In factory and warehouse settings, the use of autonomous guided vehicles (AGVs), cobots, and other types of autonomous mobile devices offer an effective way to increase efficiency and productivity. As automated equipment takes on the burden of performing repetitive and mundane tasks, workers are freed to transfer to higher value and more interesting factory operations that machines cannot perform.

The new generation of autonomous mobile devices such as AGVs requires a wireless communications connection that offers low latency for real-time control, high bandwidth to carry the signals from multiple sensors such as LIDAR scanners and video cameras, and high immunity to interference—the hallmarks of 5G mobile networks.

When factory operators replace wired with wireless connections, they also gain the flexibility to quickly reconfigure factory equipment to meet new or varied demands from consumers. The rise of e-commerce raised expectations from consumers for near-instant delivery of ordered products and for the ability to choose from a wider range of product options than ever before. The ability to move production or process equipment more quickly and easily is growing in value. A fixed, wired communications infrastructure is less flexible than a wireless network to which equipment can connect from any location. Wireless networks also reduce the cost, inconvenience, and technical difficulty involved in installing communications cabling. Over the long-term, then, factory operators are open to the benefits of wireless control capability alongside established wired communications technologies. In the immediate future, however, industry must prioritize its most important requirements, which are: ► High reliability and availability ► Security ► Robustness to cope with challenging industrial operating conditions ► Ultralow latency

These factors underlie the longevity of the 4 mA to 20 mA standard for factory communications. And while factory operators are looking to replace 4 mA to 20 mA technology, their focus today is on the implementation of the time sensitive networking (TSN) standard for wired Industrial Ethernet communications, rather than for anything wireless.

TSN has emerged as the preferred standard for high bandwidth, wired data communications in the factory, since it offers the ideal combination of reliability, robustness, a high data transfer rate, low latency measured in microseconds, and easy integration with enterprise IT network systems. And because the TSN specification is a standard benefiting from cross-industry support, it is rapidly developing a rich ecosystem of suppliers of TSN components and systems, which includes Analog Devices.

Alongside the implementation of TSN networks, the scope for enhancing factory operations through the implementation of wireless networking is also coming under active evaluation. Some early adopters in the industrial community have already begun the work of testing, validating, and evaluating the operation of 5G networking systems inside the factory, while concurrently replacing legacy 4 mA to 20 mA systems with new TSN Ethernet networks. This validation process will find the most suitable applications for 5G technology. So factory operators are now starting to test the innovative features of the 5G specification, such as massive MIMO capability—the use of arrays of antennas to provide multiple physical transmission paths between a transmitter and receiver. An array may be configured to form multi-antenna beams transmitting to multiple receivers. This allows the implementation of techniques such as channel hardening, beamforming, rapid channel estimation, and antenna (spatial) diversity, the effects of which are to dramatically improve reliability and reduce latency compared to 4G mobile networking. Indeed, one of the aims of the developers of the 5G standard was to enable wireless networks to achieve six nines reliability for packet delivery, comparable to that of a wired Ethernet network, and equivalent to a packet error ratio of 1:1,000,000. Latency of just 1 ms is also possible, which is well within the limit imposed by many industrial control applications.
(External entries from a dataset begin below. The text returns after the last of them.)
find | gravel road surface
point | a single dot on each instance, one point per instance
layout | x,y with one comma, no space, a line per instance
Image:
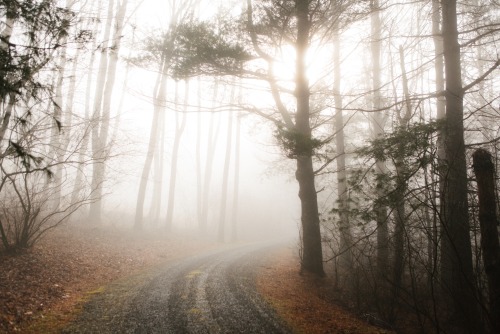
209,293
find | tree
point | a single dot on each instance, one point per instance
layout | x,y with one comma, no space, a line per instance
485,171
456,255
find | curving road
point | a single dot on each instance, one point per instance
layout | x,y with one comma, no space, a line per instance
209,293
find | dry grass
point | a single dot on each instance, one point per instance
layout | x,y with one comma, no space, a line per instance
305,301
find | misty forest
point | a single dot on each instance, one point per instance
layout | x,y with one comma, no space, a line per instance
365,132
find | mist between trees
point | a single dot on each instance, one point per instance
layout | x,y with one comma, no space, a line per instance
373,107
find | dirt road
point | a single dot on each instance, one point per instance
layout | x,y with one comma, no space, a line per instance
208,293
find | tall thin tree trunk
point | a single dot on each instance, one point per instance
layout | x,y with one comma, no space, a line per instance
378,122
159,95
78,186
345,232
440,115
213,133
401,188
312,256
179,130
456,253
485,177
236,181
225,173
97,144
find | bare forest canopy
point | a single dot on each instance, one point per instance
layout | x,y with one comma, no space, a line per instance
211,116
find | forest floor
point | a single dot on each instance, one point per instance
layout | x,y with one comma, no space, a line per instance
42,289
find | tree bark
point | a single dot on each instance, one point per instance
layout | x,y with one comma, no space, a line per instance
456,254
378,122
179,130
312,256
485,177
97,144
225,174
344,224
159,94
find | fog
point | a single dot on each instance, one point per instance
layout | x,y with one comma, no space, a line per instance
348,126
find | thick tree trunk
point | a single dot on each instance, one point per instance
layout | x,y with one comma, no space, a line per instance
312,256
440,115
456,254
401,188
485,177
344,225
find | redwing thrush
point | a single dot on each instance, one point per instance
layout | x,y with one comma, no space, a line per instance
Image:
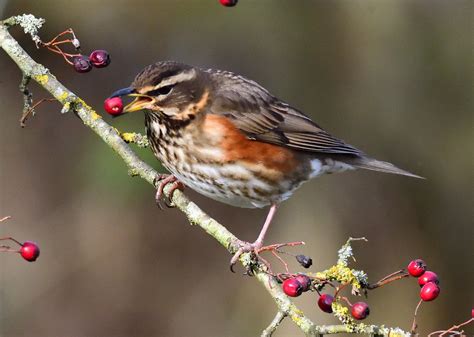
229,139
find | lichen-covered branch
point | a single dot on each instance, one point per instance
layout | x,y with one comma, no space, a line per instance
71,102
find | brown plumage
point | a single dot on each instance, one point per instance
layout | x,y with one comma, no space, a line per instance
228,138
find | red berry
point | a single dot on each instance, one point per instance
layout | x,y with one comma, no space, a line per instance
228,3
114,106
429,291
416,267
99,58
360,310
325,303
304,260
304,280
428,276
29,251
292,287
82,64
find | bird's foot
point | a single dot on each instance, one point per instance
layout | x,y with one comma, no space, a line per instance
161,180
256,248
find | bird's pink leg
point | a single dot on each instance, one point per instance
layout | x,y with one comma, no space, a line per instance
245,247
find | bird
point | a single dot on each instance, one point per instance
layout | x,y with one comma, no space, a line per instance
228,138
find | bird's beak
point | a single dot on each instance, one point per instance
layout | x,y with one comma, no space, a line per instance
139,103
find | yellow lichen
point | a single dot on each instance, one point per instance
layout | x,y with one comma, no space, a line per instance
128,137
95,115
63,96
42,79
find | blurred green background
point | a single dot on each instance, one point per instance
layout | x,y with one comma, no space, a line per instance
394,78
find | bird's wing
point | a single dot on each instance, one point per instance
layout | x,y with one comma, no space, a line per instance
264,117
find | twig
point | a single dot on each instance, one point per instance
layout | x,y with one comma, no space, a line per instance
414,325
279,317
26,114
388,279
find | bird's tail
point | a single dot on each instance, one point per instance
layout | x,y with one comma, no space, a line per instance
381,166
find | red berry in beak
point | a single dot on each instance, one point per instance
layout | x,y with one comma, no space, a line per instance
82,64
228,3
416,267
360,310
99,58
29,251
428,276
292,287
325,303
429,292
113,106
304,280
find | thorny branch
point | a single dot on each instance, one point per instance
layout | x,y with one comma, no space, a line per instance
71,102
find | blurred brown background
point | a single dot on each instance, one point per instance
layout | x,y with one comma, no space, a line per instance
391,77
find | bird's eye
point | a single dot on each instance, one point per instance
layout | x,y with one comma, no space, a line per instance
161,91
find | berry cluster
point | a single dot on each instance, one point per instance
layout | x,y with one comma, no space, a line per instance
81,63
295,285
98,58
428,280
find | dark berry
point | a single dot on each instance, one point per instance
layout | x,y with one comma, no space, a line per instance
360,310
304,260
325,303
82,64
416,267
29,251
113,106
228,3
428,276
304,280
292,287
99,58
429,291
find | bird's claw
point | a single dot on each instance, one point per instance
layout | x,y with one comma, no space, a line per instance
160,182
256,248
245,247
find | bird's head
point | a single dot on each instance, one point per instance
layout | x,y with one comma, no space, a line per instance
173,90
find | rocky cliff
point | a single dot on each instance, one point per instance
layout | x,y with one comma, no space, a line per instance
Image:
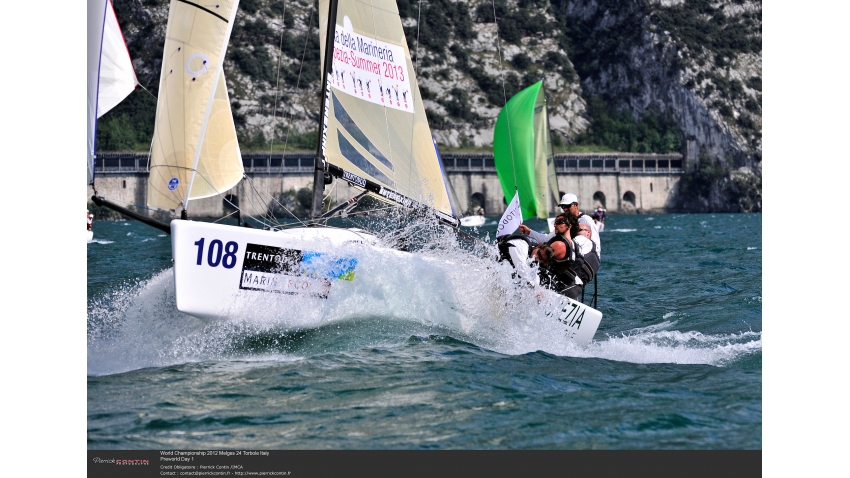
697,63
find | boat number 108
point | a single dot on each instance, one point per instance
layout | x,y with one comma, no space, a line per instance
218,253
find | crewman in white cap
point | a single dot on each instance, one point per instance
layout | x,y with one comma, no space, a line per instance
569,204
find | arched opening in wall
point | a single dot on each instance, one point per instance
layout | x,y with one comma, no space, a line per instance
629,202
476,203
599,200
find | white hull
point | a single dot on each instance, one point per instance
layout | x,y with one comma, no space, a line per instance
472,221
307,278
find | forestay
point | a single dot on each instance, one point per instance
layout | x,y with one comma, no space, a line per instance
194,153
110,72
376,128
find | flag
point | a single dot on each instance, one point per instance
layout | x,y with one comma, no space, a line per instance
511,219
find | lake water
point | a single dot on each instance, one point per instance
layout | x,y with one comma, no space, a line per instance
676,362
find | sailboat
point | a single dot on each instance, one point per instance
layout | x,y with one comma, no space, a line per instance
522,152
474,220
110,73
374,135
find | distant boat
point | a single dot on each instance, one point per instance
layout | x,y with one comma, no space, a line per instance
472,221
475,220
522,152
378,141
110,72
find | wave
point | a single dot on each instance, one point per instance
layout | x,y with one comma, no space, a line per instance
445,291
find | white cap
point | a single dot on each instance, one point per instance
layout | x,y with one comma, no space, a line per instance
568,199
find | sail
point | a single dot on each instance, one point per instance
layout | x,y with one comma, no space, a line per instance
376,128
454,202
194,153
544,157
523,153
110,72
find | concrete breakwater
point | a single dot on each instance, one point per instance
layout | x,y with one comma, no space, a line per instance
621,182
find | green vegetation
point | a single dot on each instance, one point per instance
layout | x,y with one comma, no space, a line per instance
653,132
128,126
698,183
702,24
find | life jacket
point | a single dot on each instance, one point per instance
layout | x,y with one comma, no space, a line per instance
504,246
590,264
560,275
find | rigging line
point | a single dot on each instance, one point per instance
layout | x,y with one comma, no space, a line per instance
250,198
149,91
277,83
504,93
204,9
298,82
415,70
226,215
267,215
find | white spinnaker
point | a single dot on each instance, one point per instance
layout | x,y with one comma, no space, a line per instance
110,72
391,146
194,130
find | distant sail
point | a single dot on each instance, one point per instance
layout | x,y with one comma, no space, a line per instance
194,153
377,127
110,72
523,153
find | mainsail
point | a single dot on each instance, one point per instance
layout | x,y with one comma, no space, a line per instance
194,153
523,152
375,123
110,72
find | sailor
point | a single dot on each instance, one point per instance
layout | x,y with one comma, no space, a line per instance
587,248
569,204
600,211
560,269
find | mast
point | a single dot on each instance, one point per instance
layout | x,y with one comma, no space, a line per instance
556,195
319,172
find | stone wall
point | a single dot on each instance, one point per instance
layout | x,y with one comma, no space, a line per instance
618,192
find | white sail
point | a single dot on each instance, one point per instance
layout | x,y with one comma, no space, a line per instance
376,123
194,153
110,72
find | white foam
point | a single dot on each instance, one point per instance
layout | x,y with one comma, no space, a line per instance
444,290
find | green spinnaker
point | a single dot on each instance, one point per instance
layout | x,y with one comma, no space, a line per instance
523,152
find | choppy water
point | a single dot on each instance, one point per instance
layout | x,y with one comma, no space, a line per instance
676,362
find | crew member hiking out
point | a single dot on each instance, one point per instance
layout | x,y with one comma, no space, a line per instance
569,204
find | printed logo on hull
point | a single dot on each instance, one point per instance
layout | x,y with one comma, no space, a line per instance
291,271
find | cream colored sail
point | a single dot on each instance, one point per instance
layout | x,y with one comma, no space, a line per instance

The question is, can this performance be achieved in the real-world conditions experienced inside a factory, where communications equipment might be subject to multiple sources of high amplitude radio frequency interference, transient voltage events, high temperatures, and other disturbances? In validating the real-world performance of a 5G installation, factory system designers have a choice: they can, of course, take advantage of 5G coverage provided by mobile network service providers. But the 5G standard also makes provision for the implementation of private systems, or so-called non-public networks (NPNs) that cover, for example, an industrial campus or a large factory complex. Different industrial users and use cases will favor a different choice of public or private network. The implementation of 5G networking in the factory is also facilitated by developments from mobile network operators of the OpenRAN (Open Radio Access Network) specification. This has opened the market for 5G radio and core equipment to a broader range of suppliers in addition to those which traditionally served the telecoms equipment market. This has the potential to broaden the choice of equipment available to meet the needs of use cases different from those of massmarket public network operators and to encourage the development of 5G products by suppliers that are focused on the industrial market.

As a supplier of physical layer components and protocol software to manufacturers both of TSN equipment and of 5G infrastructure, Analog Devices is ideally placed to assess the prospects of each technology for implementation in industrial control systems. While the immediate future belongs to wired Industrial Ethernet technology, it is easy to imagine a future where AGVs and robots inside the factory transmit and receive time- and mission-critical data payloads via a 5G network—and the availability of 5G network coverage means that this is an actual rather than a theoretical possibility today.

Brendan O’Dowd has over 30 years of experience in the industry working for companies like Tellabs, Apple, and Analog Devices. He is currently the general manager of Analog Devices’ industrial automation business. He can be reached at brendan.odowd@analog.com.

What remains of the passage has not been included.